Bassist Kennedy vollendete den ersten Durchlauf der Soli mit klanglichen Raffinessen und warm wummernden Ton. Gemeinsam verwandelte das Quartett die Bühne in einen Hexenkessel von magischer Ausstrahlung. Das Publikum lauschte staunend, fasziniert, dankte immer wieder mit jubelndem Beifall, während sich die Vier nicht ausbremsen ließen.

Zwischendurch gab es auch die Nummern, die zu Ruheinseln wurden, als filigrane, atmosphärisch berührende Klanggebilde betörten - so zum Beispiel wehmütig leichte Tonspielereien mit witzigen Variationen und virtuosen Kapriolen, wiederkehrende Sequenzen in schlichter Folge. Unvermutet versonnen anmutende Pizzicati des Geigers fanden ihr Pendant im sanften Vibrato der E-Gitarre, während Stern zudem sphärisch summend und singend die Töne schweben ließ.

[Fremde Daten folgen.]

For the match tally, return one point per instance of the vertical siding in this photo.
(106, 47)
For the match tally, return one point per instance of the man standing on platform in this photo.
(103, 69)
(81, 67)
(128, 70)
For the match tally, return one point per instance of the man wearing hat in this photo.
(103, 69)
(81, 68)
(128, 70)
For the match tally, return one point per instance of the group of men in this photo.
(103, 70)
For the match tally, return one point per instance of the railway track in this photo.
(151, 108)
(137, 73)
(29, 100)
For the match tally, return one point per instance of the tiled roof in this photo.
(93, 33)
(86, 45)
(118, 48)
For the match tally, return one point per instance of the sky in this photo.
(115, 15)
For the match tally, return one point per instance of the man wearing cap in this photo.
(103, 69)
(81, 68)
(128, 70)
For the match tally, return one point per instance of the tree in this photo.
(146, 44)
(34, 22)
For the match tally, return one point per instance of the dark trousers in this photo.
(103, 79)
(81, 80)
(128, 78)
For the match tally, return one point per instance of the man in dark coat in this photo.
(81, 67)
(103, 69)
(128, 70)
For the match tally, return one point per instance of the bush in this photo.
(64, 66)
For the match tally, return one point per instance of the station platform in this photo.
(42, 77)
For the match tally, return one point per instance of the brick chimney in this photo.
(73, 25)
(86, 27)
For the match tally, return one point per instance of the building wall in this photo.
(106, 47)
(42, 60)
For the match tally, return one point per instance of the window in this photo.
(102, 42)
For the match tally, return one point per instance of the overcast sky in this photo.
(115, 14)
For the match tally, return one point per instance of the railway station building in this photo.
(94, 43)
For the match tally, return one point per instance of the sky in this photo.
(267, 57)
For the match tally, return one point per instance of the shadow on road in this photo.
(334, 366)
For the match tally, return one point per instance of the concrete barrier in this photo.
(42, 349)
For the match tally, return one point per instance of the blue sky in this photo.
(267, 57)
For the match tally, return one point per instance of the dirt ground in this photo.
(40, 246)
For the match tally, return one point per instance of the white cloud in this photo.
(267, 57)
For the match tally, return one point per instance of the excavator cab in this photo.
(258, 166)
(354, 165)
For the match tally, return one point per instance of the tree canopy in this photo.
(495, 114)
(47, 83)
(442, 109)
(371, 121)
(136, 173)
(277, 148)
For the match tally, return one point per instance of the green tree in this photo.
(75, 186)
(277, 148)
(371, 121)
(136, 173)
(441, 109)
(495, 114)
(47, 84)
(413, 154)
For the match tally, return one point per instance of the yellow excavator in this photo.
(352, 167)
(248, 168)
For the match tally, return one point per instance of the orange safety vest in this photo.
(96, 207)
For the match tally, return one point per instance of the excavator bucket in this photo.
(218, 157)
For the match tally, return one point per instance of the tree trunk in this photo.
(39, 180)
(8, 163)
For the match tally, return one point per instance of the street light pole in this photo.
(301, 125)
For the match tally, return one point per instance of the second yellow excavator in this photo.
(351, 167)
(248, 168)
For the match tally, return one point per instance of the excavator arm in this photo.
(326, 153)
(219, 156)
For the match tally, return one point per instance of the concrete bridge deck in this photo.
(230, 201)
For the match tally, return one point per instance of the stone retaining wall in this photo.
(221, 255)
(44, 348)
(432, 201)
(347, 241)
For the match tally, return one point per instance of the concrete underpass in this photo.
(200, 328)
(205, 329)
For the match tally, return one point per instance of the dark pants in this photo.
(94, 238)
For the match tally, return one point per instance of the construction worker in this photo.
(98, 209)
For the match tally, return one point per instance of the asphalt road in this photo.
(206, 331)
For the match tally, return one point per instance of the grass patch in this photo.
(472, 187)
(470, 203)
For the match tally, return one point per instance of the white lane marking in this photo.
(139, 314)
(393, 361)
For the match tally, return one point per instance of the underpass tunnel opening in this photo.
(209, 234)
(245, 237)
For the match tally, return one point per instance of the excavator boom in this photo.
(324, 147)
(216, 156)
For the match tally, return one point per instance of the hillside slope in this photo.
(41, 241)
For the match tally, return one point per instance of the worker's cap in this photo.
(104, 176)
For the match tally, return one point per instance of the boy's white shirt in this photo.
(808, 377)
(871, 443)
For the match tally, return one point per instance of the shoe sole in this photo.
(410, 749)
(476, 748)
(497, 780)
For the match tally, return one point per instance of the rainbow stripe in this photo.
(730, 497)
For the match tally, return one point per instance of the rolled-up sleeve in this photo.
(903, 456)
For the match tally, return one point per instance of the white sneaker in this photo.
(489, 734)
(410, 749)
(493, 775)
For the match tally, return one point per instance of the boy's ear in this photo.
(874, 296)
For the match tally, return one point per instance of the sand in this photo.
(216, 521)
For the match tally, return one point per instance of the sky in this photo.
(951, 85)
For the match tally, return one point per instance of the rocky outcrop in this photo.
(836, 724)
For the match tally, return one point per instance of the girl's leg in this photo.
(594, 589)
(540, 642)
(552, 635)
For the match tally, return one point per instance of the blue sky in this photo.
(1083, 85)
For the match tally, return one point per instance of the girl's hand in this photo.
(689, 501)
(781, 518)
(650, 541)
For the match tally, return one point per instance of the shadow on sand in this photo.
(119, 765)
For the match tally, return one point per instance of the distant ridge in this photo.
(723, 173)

Diese Musik zielte direkt aufs Herz und wuchs dann doch aus der Sanftmut zu temperamentvoll ausgebreiteter, üppiger Fülle im Verbund von Jazz und Rock. Unter die Haut ging ebenso der afrikanisch inspirierte Sprechrhythmus des Drummers, der auf beeindruckende Weise zündende Energie mit gut gelaunter Leichtigkeit verband. Auch Stern zeigte, dass er, wie bei virtuosen Grenzgängern üblich, auch als Sänger zum eigenen Spiel gute Figur macht. Im Set nach der Pause folgte auf ruhige Klänge eine grandiose Hommage auf die große Gitarrenikone Jimi Hendrix - klar, das Stern hier noch einmal alle Register zog. Umjubelter Ausklang, dem die Band noch eine Zugabe aufsetzte.